Le 11 décembre 2019, dans le cadre des rencontres du cinéma francophone liées au festival Dakar court à l’Institut Français de Dakar, cette table-ronde a réuni : M. Moly Kane, président de Dakar Court ; Mme Christine Gendre, responsable du service courts métrages à UniFrance ; Mme Émilie Boucheteil, directrice cinéma à l’Institut français ; Mme Cleli Azokpa, directeur des acquisitions de A+ ; Mme Angèle Paulino, responsable cinéma à TV5 Monde ; M. Sylvain Agbré, directeur de l’exploitation des cinémas Majestic (Côte d’Ivoire) et Mm Dyana Gaye, réalisatrice franco-sénégalaise. La table-ronde était modérée par Mme Claire Diao, journaliste et distributrice Sudu Connexion.

Claire Diao, journaliste et critique de cinéma, est spécialiste des cinémas d’Afrique et de la diaspora. Elle cofonde en 2015 AWOTELE, revue digitale panafricaine. En 2013, elle propose des courts métrages dans le cadre d’un programme itinérant, Quartiers Lointains, qui circule chaque année entre la France, les États-Unis et plusieurs pays d’Afrique. Elle crée en 2016 Sudu Connexion, société de distribution visant à promouvoir à l’international des cinéastes et des films qui manquent de visibilité d’un continent à l’autre, pour prendre le relai entre réalisateurs et producteurs qui ne connaissent pas les circuits. L’un des enjeux importants de Sudu Connexion est de décloisonner les barrières linguistiques qui tendent à limiter la circulation des films à l’un ou l’autre réseau, qu’il soit francophone ou anglophone, voire lusophone. Le catalogue Sudu Connexion compte une quarantaine de titres, courts et longs-métrages, documentaires et films expérimentaux. Les résultats 2019 sont très encourageants avec 168 sélections en festivals, 39 prix et 12 ventes (TV, VoD, cinémathèque, musée). Zombies de Baloji (Belgique/RDC), film expérimental musical de 14’, est le titre phare du catalogue de la société. C’est au Festival d’Oberhausen 2019 (Allemagne) qu’il est primé pour la première fois. Il totalise depuis près d’une vingtaine de récompenses et de nombreuses autres sélections. « Alors oui, il y a un marché possible pour le court métrage » affirme Claire Diao.

 

Première partie : exploitation en salle et diffusion télé

De gauche à droite : Mme Claire Diao, journaliste et distributrice Sudu Connexion – modératrice ; Mme Dyana Gaye, réalisatrice franco-sénégalaise ; Mme Angèle Paulino, responsable cinéma à TV5 Monde ; M. Sylvain Agbré, directeur de l’exploitation des cinémas Majestic (Côte d’Ivoire) ; Cleli Azokpa, directeur des acquisitions de A+.
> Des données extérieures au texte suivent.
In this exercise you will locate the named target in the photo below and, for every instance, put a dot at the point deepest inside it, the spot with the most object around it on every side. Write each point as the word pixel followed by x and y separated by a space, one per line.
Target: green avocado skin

Sylvain Agbré s’exprime sur la diffusion au Majestic. Des jeux interactifs sont proposés en début de séance pour permettre aux clients d’être dans une ambiance déjà préparée. « Nous programmons surtout des blockbusters. Nous avons peu de courts métrages et de films africains parce qu’on a du mal à constituer un catalogue. Aujourd’hui c’est possible, on programme un film africain par mois, on se focalise vraiment sur la sortie du film. Quant aux courts métrages, nous en réunissons 4 dans un programme d’environ 60 minutes. Mais la séance étant composée de films d’auteurs, elle ne rassemble que très peu de spectateurs. Nous travaillons avec des partenaires sur les courts métrages et offrons gracieusement nos salles au Festival Clap Ivoire (dédié aux jeunes). Devant chaque film africain, nous passons un court métrage et le public peut voter pour son film préféré. Le court qui passe avant le long-métrage est annoncé sur les réseaux sociaux. Une communication spécifique est faite autour du film, pour informer le public mais aussi pour lui donner plus de visibilité ». Claire Diao souligne que cette initiative rappelle celle du « Radi » (Réseau alternatif de diffusion) mis en place en France par l’Agence du court métrage et qui encourage les exploitants à passer des courts métrages en avant-séance. Sur la question des reversements de droits, Sylvain Agbré explique avoir une mission de distribution vers la diffusion TV de sorte que les ayants droit aient un retour. Les courts métrages sont proposés pour un montant forfaitaire de 2 000 francs CFA et chaque producteur a 500 francs à sortir pour la diffusion.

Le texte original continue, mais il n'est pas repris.